Astronomers have reported an incredible stellar discovery. Actually, they’ve reported two incredible discoveries: they have found the smallest star ever and it orbits its companion with the smallest known period for binary stars at just 20.5 minutes.

The star is part of a binary system that has been called TMTS J0526 and is located 2,760 light-years from Earth. J0526B is a hot subdwarf star and we are not exaggerating when we say it is tiny. It has a radius just seven times that of Earth. To compare, Jupiter’s radius is 11.2 times Earth’s own, Saturn’s is 9.5, and Neptune’s is four times Earth’s. This is the smallest star ever discovered by volume, and yet it is still a star. Packed into that small volume is about one-third of the mass of the Sun so this tiny star weighs about 350 times that of Jupiter.

The heavier object, J0526A, is a white dwarf that weighs about 74 percent of the Sun. It is rich in carbon and oxygen, indicating what kind of star it evolved from. White dwarfs are the destiny of stars like the Sun. Not massive enough to go supernova, the small stars evolve into red giants before shedding their outer layers, exposing an extremely dense degenerate core in a volume not much bigger than our planet. 

The two objects orbit each other once every 20.5 minutes, the shortest known orbital period of any binary star system. 

The observations using the Tsinghua University-Ma Huateng Telescope for Survey (TMTS) back up some theoretical views that the lightest subdwarfs are the product of a different evolution compared to the slightly heavier ones – although we are still talking about stars less than half the mass of the Sun. Finding more of these objects could better clarify how they came to be so extreme.

TMTS began observing in 2020 and by the end of 2023 had studied over 27 million stars. In the catalog, dozens of short-period sources have been found but TMTS J0526 was the shortest. This was confirmed by following up observations using the Keck I telescope in Hawai’i and the Gran Telescopio Canarias (GTC) located in La Palma.

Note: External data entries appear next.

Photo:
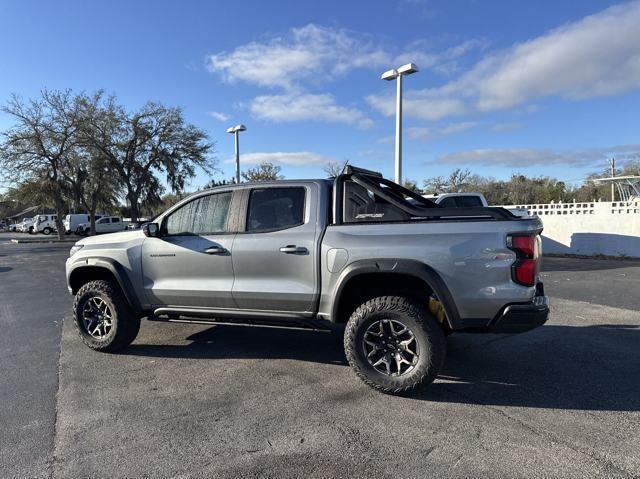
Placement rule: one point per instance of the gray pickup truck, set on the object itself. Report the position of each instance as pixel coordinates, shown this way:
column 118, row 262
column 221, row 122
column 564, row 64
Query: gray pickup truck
column 400, row 271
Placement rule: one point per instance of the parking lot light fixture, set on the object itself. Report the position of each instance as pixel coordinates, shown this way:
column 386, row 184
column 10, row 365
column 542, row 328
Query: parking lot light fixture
column 397, row 74
column 235, row 130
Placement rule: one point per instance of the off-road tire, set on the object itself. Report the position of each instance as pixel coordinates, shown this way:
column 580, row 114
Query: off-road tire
column 125, row 323
column 427, row 332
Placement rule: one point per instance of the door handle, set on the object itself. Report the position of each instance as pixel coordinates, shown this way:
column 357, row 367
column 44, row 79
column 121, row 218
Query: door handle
column 293, row 249
column 216, row 250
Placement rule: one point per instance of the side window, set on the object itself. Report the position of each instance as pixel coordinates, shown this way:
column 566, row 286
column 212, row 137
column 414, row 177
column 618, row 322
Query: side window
column 468, row 201
column 363, row 205
column 449, row 202
column 275, row 208
column 204, row 215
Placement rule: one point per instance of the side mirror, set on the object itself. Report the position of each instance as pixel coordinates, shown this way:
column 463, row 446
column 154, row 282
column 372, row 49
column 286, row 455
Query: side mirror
column 152, row 230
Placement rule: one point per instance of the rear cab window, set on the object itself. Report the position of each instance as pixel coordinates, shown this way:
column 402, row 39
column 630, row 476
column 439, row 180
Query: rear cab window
column 275, row 208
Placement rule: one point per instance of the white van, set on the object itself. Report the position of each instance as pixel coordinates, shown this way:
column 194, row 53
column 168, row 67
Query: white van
column 26, row 226
column 45, row 224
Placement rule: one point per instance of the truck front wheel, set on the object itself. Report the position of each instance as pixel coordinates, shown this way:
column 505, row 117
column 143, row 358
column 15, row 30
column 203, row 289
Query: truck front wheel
column 394, row 344
column 103, row 317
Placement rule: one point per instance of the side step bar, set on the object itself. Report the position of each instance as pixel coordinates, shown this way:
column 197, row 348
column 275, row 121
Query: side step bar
column 299, row 324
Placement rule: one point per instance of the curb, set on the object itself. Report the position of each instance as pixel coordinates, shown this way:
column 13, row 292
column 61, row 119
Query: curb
column 43, row 241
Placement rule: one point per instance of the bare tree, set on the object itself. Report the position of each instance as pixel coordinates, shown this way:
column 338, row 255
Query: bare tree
column 40, row 143
column 265, row 171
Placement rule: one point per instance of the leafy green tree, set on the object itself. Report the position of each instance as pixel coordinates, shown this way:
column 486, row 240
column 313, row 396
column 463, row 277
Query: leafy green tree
column 40, row 143
column 140, row 146
column 412, row 185
column 265, row 171
column 334, row 168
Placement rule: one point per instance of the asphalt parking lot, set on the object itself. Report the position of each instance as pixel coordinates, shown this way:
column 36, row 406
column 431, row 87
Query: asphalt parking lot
column 201, row 401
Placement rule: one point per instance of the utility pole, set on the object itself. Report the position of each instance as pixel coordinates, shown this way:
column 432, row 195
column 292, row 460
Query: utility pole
column 397, row 74
column 612, row 163
column 235, row 131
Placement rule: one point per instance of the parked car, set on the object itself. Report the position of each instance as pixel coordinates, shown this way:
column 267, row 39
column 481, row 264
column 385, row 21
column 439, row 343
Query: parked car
column 26, row 226
column 307, row 253
column 106, row 224
column 45, row 224
column 73, row 220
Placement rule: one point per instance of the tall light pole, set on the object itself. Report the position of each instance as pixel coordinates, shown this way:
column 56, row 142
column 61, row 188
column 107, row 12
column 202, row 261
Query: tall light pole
column 235, row 130
column 397, row 75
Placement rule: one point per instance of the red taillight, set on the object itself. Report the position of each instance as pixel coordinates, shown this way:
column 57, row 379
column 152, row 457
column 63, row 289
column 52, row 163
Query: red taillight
column 525, row 269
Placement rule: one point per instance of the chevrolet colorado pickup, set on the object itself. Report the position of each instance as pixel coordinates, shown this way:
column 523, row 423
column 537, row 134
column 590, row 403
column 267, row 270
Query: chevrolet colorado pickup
column 399, row 270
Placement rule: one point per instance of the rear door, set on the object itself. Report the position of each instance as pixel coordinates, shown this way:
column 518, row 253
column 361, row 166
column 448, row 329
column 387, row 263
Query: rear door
column 190, row 265
column 274, row 254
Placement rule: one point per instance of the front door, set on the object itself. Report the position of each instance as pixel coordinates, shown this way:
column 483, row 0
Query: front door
column 190, row 264
column 274, row 257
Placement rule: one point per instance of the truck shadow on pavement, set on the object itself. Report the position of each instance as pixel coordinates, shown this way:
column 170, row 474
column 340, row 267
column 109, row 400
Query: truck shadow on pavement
column 565, row 367
column 225, row 342
column 562, row 367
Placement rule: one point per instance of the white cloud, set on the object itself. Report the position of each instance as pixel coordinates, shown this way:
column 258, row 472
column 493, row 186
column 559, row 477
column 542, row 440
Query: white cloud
column 312, row 55
column 311, row 51
column 218, row 115
column 422, row 104
column 291, row 107
column 523, row 157
column 596, row 56
column 426, row 133
column 300, row 158
column 500, row 127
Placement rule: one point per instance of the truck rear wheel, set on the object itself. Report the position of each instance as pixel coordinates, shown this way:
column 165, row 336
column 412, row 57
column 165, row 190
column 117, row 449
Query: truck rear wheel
column 103, row 317
column 394, row 344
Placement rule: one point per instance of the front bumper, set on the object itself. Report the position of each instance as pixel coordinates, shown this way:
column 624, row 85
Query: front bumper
column 518, row 318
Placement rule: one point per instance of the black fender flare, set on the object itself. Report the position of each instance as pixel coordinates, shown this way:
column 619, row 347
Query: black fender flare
column 413, row 268
column 117, row 270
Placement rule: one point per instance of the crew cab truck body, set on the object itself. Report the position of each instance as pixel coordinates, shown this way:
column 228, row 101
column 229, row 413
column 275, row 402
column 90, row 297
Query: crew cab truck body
column 359, row 250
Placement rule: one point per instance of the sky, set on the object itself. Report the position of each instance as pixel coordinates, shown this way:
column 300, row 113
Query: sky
column 539, row 88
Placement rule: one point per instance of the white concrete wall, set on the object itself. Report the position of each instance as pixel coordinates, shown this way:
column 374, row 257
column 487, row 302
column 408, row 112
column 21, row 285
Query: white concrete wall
column 608, row 228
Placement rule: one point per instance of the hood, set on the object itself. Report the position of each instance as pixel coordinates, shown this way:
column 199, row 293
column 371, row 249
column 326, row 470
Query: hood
column 118, row 237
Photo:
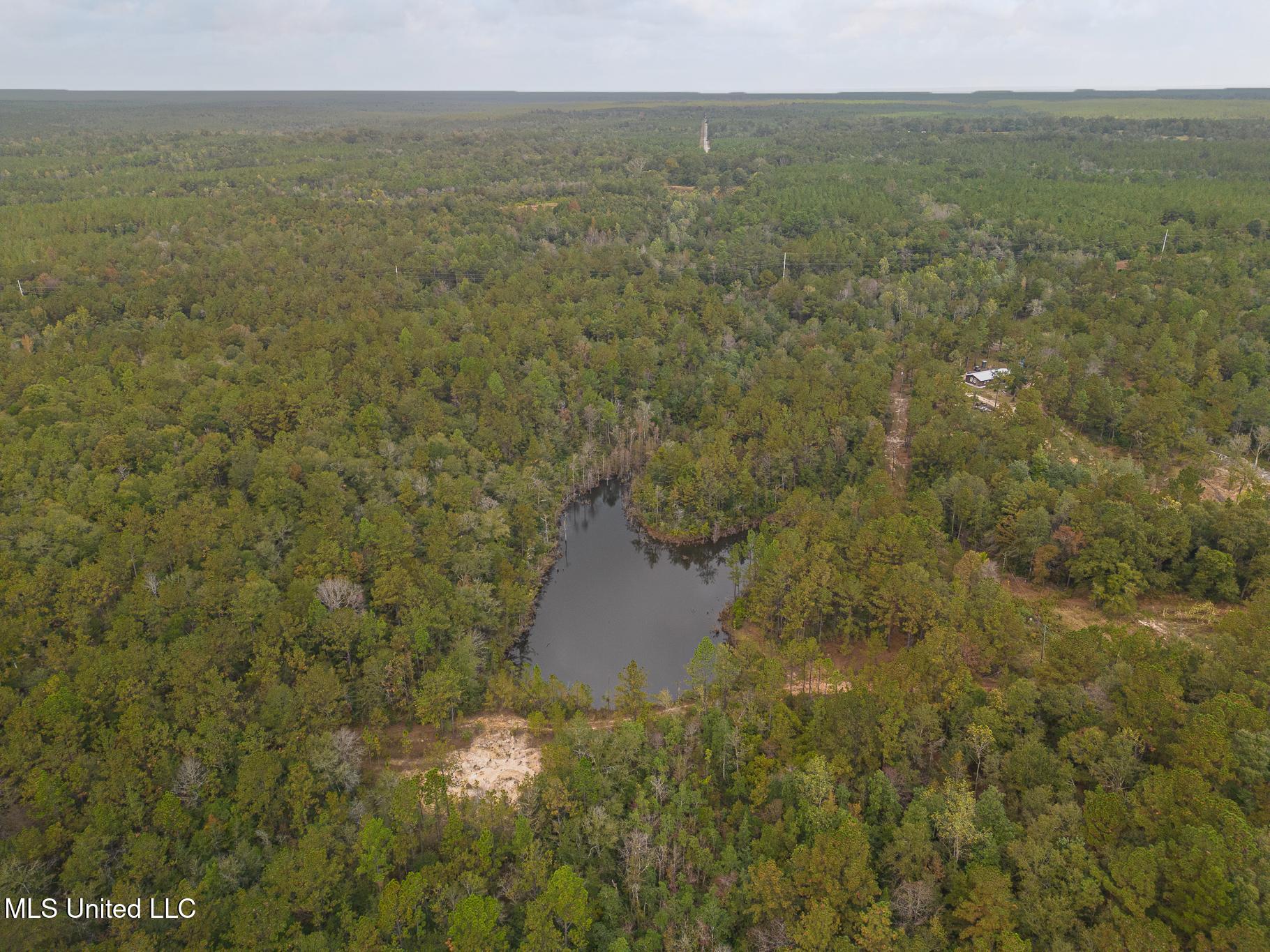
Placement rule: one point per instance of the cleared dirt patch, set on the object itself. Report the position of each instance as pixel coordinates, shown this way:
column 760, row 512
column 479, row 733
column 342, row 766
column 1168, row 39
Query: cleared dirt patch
column 502, row 755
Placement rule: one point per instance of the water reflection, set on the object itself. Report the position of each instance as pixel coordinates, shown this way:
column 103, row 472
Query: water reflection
column 615, row 594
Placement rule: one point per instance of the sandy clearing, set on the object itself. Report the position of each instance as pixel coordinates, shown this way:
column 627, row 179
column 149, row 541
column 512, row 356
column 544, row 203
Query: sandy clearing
column 502, row 757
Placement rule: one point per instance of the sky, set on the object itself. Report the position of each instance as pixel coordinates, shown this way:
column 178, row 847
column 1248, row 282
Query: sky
column 709, row 46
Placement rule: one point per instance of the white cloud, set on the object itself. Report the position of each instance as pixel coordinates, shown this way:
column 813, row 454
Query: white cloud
column 649, row 45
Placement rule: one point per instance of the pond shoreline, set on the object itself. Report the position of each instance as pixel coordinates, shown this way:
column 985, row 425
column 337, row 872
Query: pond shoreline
column 622, row 593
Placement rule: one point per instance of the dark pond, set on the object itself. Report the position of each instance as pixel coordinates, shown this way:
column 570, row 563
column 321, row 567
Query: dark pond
column 615, row 596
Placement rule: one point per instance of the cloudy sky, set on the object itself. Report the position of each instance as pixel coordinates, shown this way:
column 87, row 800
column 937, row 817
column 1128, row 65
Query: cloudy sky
column 634, row 45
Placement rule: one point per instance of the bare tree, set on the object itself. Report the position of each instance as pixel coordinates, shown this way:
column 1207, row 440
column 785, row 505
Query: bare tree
column 339, row 592
column 190, row 780
column 337, row 758
column 913, row 902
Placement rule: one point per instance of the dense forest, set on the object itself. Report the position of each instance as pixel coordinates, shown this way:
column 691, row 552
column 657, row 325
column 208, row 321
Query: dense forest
column 295, row 391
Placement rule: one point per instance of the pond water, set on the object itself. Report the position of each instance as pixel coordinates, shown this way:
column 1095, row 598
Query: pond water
column 615, row 594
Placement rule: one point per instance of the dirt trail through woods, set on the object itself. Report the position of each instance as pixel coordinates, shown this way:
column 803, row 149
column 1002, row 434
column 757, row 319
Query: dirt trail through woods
column 897, row 435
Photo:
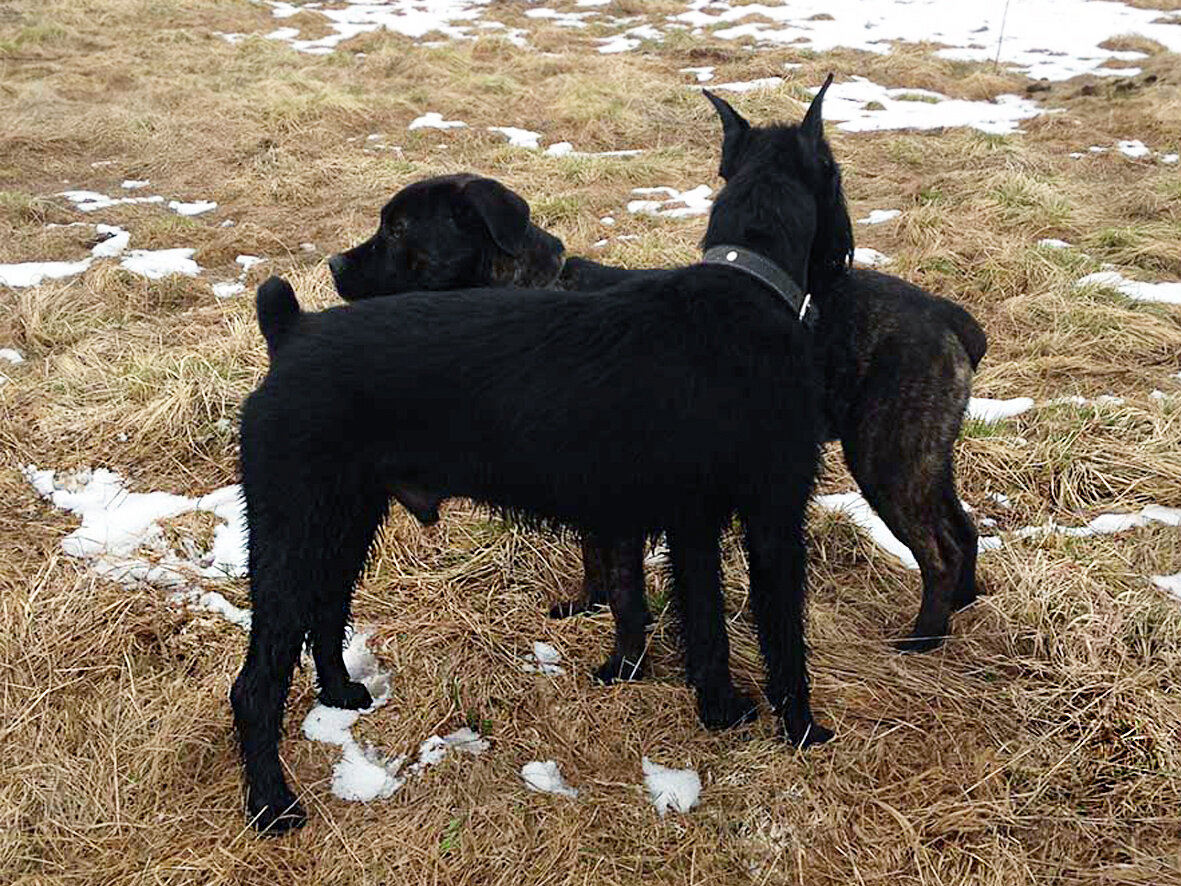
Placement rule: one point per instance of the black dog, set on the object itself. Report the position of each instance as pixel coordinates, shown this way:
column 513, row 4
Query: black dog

The observations suggest that the white dwarf is actually deforming the subdwarf star with every orbit. The tidal gravitational pull stretches the small, bright star, affecting its brightness. It’s this change that was caught by the telescopes. In the future, this motion might be caught by space-based gravitational wave observatory LISA. They are too subtle for our current detectors.

The study is published in Nature Astronomy.